Abstract
Background: In patients with intracranial injuries the application of brain atlas technique is not evident in post-processing of MR images, since anatomical parts of the brain are shifted due to the mass effect of the lesion or the treatment-induced structural distortions. Therefore, the alignment of grey and white matter structures to atlas templates around the altered areas can only be predicted to be moderately precise. The quantitative characterization of the distortion effects can help the optimization of spatial alignment.
Objective: We aimed to characterize the accuracy of spatial normalization of T1-weighted MR images of 38 patients in three patient groups and 15 control subjects.
Methods: The accuracy of fitting was measured by the spatial variability in the atlas space of 12 predefined regions drawn on the patient images. The reference regions can be divided into two groups: volumetric regions (e.g. caudate nucleus, central sulcus) and point-based markers (e.g. anterior commissure, anterior point of corpus callosum). Five software has been used for the spatial standardization: SPM8, SPM12, DARTEL, FSL and MNI Tools. An integrated parameter has been constructed to examine the accuracy of the investigated spatial standardization methods. The relative volume and the Jaccard index metrics were used for the distance measurements of landmarks in the case of volumetric regions, at the point-based markers, the distance of reference points was used. The statistical comparison of the evaluated measurements helps to optimize the standardization pipeline for structural images of patients with tumors.
Results: The results of this research also may help in more accurate and personalized planning and can define newly developed biomarkers for further clinical and research goals.
Conclusions: We have a method for optimizing a brain atlas technique for clinical applications. This method is a good method because it provides scalable, usable parameters.
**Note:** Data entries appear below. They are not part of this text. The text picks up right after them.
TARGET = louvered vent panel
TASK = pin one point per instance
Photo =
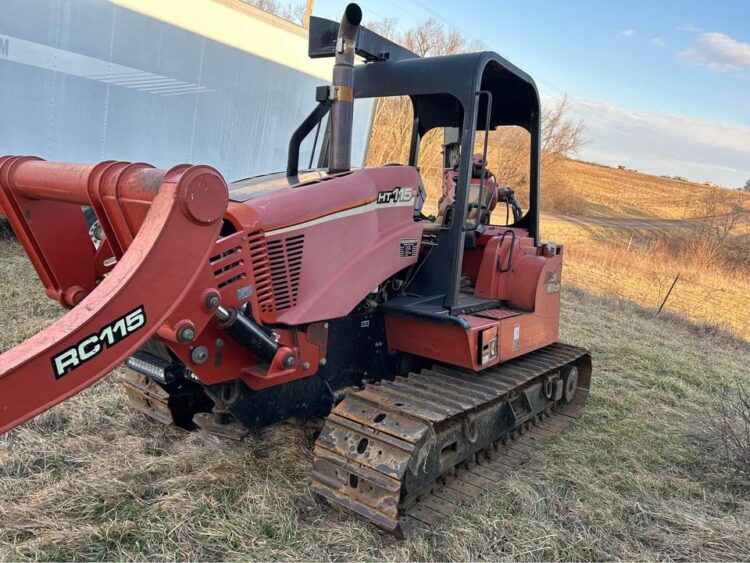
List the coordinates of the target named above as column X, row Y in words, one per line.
column 285, row 260
column 261, row 271
column 228, row 264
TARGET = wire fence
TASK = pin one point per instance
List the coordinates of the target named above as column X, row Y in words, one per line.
column 667, row 290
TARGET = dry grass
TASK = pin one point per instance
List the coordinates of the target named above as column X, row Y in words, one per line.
column 93, row 480
column 710, row 258
column 612, row 192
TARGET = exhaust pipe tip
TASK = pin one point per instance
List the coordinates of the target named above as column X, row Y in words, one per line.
column 343, row 81
column 352, row 15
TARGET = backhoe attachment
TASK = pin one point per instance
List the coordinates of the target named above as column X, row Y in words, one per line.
column 151, row 273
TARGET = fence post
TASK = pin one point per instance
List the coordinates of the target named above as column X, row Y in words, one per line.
column 671, row 287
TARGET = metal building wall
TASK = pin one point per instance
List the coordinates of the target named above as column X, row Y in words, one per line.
column 162, row 81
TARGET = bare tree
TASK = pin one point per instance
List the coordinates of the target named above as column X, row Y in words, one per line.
column 290, row 11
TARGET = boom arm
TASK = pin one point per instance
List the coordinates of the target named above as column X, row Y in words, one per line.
column 167, row 220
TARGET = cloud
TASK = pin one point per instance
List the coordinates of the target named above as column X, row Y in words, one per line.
column 688, row 27
column 718, row 51
column 661, row 143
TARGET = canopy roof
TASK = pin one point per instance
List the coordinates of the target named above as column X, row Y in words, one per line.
column 443, row 88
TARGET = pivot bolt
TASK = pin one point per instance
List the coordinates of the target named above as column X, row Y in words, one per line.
column 186, row 333
column 199, row 355
column 212, row 301
column 289, row 361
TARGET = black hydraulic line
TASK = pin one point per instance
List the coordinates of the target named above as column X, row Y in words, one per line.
column 315, row 117
column 509, row 263
column 245, row 331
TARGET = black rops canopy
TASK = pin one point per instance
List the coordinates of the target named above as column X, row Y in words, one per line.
column 451, row 91
column 442, row 88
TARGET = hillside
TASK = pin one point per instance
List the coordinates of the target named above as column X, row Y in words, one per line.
column 626, row 193
column 697, row 268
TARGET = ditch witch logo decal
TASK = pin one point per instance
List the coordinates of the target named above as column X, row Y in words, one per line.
column 396, row 195
column 94, row 344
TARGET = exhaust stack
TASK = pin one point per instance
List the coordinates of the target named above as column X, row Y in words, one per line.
column 342, row 110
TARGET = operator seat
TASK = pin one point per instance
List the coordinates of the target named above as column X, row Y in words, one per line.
column 449, row 193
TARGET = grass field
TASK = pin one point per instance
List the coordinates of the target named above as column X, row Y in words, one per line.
column 709, row 257
column 610, row 192
column 633, row 479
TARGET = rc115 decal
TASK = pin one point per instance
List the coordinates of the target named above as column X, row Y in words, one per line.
column 94, row 344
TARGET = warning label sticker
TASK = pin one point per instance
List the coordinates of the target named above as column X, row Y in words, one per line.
column 408, row 248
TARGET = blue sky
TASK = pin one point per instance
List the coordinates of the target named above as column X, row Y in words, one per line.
column 662, row 86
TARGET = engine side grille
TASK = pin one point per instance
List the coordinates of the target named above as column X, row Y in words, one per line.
column 261, row 271
column 285, row 260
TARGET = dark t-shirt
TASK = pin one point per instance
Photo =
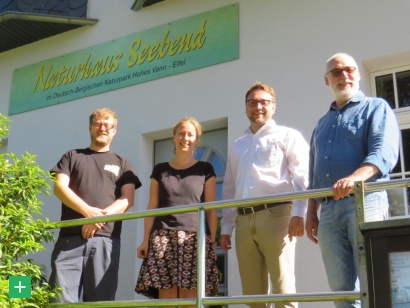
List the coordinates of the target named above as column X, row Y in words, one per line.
column 180, row 187
column 97, row 178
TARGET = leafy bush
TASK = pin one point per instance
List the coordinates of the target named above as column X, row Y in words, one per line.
column 21, row 233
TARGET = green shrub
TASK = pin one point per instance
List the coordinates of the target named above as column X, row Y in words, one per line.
column 21, row 182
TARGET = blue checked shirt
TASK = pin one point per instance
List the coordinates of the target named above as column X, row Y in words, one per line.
column 365, row 130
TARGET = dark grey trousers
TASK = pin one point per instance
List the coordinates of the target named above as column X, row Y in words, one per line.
column 90, row 266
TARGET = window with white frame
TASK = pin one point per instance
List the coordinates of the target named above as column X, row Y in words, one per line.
column 394, row 86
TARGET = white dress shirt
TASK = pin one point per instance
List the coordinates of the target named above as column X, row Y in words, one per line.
column 272, row 161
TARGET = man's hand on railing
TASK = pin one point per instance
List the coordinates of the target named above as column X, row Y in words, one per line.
column 296, row 227
column 225, row 242
column 88, row 231
column 142, row 250
column 312, row 220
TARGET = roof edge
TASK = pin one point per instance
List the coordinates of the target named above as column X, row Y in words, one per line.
column 47, row 18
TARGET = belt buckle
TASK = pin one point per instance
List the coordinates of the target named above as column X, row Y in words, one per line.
column 245, row 210
column 252, row 211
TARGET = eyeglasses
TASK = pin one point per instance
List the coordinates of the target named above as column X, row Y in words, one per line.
column 254, row 102
column 107, row 126
column 336, row 72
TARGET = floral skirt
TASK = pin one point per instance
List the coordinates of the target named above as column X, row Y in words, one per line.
column 172, row 260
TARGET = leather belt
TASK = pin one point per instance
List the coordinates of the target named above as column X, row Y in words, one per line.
column 253, row 209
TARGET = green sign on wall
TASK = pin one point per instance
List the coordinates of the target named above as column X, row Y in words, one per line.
column 184, row 45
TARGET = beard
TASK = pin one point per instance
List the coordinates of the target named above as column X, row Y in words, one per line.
column 345, row 94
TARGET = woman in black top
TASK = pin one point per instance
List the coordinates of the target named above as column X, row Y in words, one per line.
column 169, row 269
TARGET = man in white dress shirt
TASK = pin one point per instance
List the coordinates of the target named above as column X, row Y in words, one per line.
column 268, row 159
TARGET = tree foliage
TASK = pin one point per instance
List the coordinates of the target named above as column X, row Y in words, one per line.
column 22, row 231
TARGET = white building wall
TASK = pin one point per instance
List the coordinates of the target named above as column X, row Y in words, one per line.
column 282, row 43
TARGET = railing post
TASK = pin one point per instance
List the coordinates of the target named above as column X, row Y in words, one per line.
column 361, row 258
column 201, row 239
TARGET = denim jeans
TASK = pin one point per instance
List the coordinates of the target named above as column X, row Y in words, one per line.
column 338, row 241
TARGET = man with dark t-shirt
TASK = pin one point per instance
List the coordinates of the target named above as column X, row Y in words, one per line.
column 91, row 182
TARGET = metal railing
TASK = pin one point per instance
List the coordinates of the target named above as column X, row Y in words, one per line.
column 202, row 300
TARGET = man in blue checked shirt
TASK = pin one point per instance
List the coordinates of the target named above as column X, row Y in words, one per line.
column 356, row 140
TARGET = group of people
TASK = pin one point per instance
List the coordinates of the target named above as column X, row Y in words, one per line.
column 356, row 140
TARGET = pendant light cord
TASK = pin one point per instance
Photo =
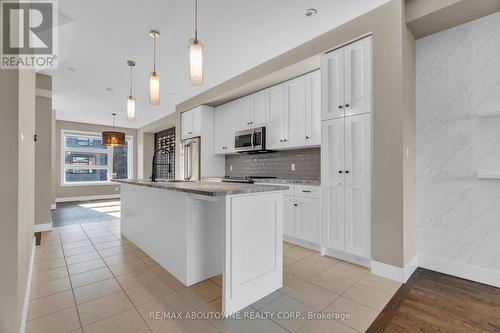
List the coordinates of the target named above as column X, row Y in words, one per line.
column 154, row 54
column 195, row 20
column 130, row 81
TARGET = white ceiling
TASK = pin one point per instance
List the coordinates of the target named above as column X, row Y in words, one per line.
column 98, row 36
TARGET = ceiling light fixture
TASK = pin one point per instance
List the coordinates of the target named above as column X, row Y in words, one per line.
column 154, row 78
column 113, row 138
column 131, row 98
column 195, row 54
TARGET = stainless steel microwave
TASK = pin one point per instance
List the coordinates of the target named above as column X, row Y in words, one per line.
column 251, row 140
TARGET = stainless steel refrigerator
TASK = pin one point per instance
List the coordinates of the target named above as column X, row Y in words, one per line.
column 192, row 150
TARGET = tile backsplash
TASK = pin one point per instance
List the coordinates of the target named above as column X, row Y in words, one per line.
column 278, row 164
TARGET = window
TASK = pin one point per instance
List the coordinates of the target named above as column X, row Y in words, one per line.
column 85, row 161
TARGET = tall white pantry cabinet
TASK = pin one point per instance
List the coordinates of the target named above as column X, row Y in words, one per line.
column 346, row 150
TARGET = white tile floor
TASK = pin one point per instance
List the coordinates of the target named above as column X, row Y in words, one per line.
column 87, row 278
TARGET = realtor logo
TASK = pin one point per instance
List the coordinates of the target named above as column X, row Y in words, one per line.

Keywords: Brain Atlas; Intracranial Space-Occupying Lesions; Spatial Normalization; Goodness of Fitting
Introduction
The application of brain atlas technique is not evident in the post-processing of MR images in patients with intracranial spaceoccupying lesions since brain structures are shifted due to the mass effect of the lesion or the treatment-induced structural distortions [1,2]. Therefore, the fitting of grey and white matter structures to atlas templates around the affected areas can only be expected to be partially accurate [3,4]. A typical demonstration of misalignment errors of spatial normalized T1-weighted MR images of tumorous patients can be seen in Figure 1. These misalignment errors are visible on the axial slice the area of the frontal lobe in the right side and around the lateral ventricles. Much publications and research groups studied the normalization problems of lesioned brains. Brett et al. [5] implemented cost function masking (CFM) using a “mask image” in which the voxel value 1 denotes the excluded area (masking technique), which seems to be a simple solution, but the applicability these types of mask images are not trivial. Cuadra et al. [6] examined the spatial normalization of MR images in patients with brain tumors in a common stereotactic space. They used brain atlases to pool data from different patients into a common space to perform group analyses. The transfer of atlas-based structural and functional information into the individual patient’s space can be achieved via the inverse mapping, to segment brain areas and facilitate surgical or radiotherapy treatment planning.
Bug et al. [7] created an image-based query system that can retrieve imagery based on anatomical location. The system accepts slide images as input and yields a matrix of transformation parameters that map each point on the input image to a standardized 3D brain atlas. Napadov et al. [8] have devised a two-stage automated, and reference mask guided registration technique (Automated Brainstem Co-registration, or ABC) for improved brainstem co-registration. Their approach utilizes a brainstem mask dataset to weight an automated co-registration cost function. Crinion et al. [9] examined different normalizations available in Statistical Parametric Mapping (SPM) and the effect of CFM. They concluded that the unified segmentation with CFM provides high accuracy of the fitting of damaged brains. The main difference between our study and the studies described is that the same image processing pipeline was used for tumorous patients and healthy subjects. Accordingly, our goal was to extend the spatial normalization procedure with a data-driven option: if the automated image processing script found a tumor mask, the script 3 will use this mask, so in this case, a “mask-based normalization” will run; otherwise, the spatial normalization parameters will be calculated in a “normal way” (i.e. developed for healthy subject).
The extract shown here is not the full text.